Tips for Working With YouTube Influencers

Working with social influencers is a growing trend in content marketing that has been proven to be an effective marketing strategy. Statistics show that working with influencers can lead to a 3­–10-time increase in conversion rates for brands.

At Pace, I’ve gotten to work with a bunch of YouTube influencers, from top tech reviewers to well-known comedic personalities. These influencers have helped our clients boost the visibility of content and drive conversions targeted to key audiences. Here’s what we’ve learned:

Ask the Right Questions

First, decide on the type of YouTube influencer you want to work with.

“Some have agents. Some live and work out of their mom’s house. Some are SAG (Screen Actors Guild) actors with lots of agents and agencies,” my colleague, associate producer Laura Ayala explains. “Know that there are pros and cons to working with each type.”
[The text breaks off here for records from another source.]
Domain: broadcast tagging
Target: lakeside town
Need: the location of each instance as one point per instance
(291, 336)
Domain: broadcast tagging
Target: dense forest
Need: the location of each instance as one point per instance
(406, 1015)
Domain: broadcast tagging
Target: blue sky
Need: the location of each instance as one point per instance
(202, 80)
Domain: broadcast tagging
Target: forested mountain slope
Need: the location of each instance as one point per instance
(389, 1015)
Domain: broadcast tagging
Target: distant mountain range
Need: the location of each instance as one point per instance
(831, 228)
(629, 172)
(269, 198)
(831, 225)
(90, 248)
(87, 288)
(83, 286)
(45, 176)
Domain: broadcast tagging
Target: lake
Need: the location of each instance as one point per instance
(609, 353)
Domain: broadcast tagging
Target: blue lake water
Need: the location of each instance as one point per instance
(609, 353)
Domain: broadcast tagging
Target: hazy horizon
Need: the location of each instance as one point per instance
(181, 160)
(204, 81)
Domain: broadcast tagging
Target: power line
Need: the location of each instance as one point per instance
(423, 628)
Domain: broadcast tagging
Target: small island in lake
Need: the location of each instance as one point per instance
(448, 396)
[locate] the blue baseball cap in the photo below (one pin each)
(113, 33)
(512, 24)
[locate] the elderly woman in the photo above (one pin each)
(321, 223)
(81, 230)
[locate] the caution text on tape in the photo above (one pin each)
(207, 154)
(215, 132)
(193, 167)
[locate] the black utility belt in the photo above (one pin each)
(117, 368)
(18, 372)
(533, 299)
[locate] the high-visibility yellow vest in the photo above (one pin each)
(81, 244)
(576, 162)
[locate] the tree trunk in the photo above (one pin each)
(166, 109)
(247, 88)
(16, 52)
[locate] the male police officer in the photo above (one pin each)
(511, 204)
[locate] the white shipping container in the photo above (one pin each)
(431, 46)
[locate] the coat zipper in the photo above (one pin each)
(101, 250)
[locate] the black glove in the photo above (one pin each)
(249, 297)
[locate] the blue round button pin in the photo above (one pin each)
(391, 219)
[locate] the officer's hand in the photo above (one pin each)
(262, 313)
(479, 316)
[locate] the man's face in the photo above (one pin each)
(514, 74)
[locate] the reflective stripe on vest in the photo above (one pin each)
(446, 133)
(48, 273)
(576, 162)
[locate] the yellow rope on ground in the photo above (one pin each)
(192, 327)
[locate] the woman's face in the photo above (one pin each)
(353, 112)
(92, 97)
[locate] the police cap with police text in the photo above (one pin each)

For example, a mommy vlogger who’s just starting out may not cost as much to work with but will have a smaller social following, and thus a smaller circle of influence. A comedian influencer with thousands of YouTube subscribers will have a much bigger circle of influence to promote your brand but may have third-party agencies and binding contracts representing their interests that make it difficult to break through the red tape.

Consider the following:

  • Are there specific skills and talents you want your influencer to possess? Does he need to know how to write a script? Act? Use camera equipment? Edit video content?
  • Where is she located? If she lives on the opposite side of the country in a different time zone, this may make in-person collaboration more challenging than if she lives in the same state.
  • How big is his YouTube following? Is he influential on other social networks, and could your brand leverage that influence for promotion and content distribution?
  • What’s the max amount you can offer an influencer? If you’ve got a small budget, you’ll need to find a relatively new or less-well-known influencer. With a bigger budget, you can approach a big-name influencer like Jenna Marbles or Michelle Phan, both of whom have established reputations within YouTube and a brand of their own. Bottom line: Know what you can afford, and don’t waste your time (or the influencers’ time) going after people who are not within your budget.
  • Does your brand align with the influencer? Before initiating contact, do preliminary research so you won’t waste time on what is clearly a mismatch. If you’re representing Oscar Mayer, for example, you don’t want an influencer who is vegan.
  • In the interest of being authentic, does your influencer use or promote your competitors’ products or services? It may not be an automatic deal-breaker if he or she can also make a compelling argument for your brand, but it does have the potential for a serious conflict of interest. Watch out.
  • If you’re considering multiple influencers, you might want to compile a list of possible candidates into a spreadsheet or some other organizational system to help you keep track of contact information, the number of posts agreed upon and dates they will be published, et cetera.

Build the Contract

It’s critical to draw up a contract before your influencer partnership begins. Establishing the terms of the contract upfront can prevent misunderstandings later, like confusion over payment amounts or installations. Our producer Laura suggests establishing a mutual understanding that communications between the brand and influencer should occur in a timely manner (e.g., 24 hours’ response time).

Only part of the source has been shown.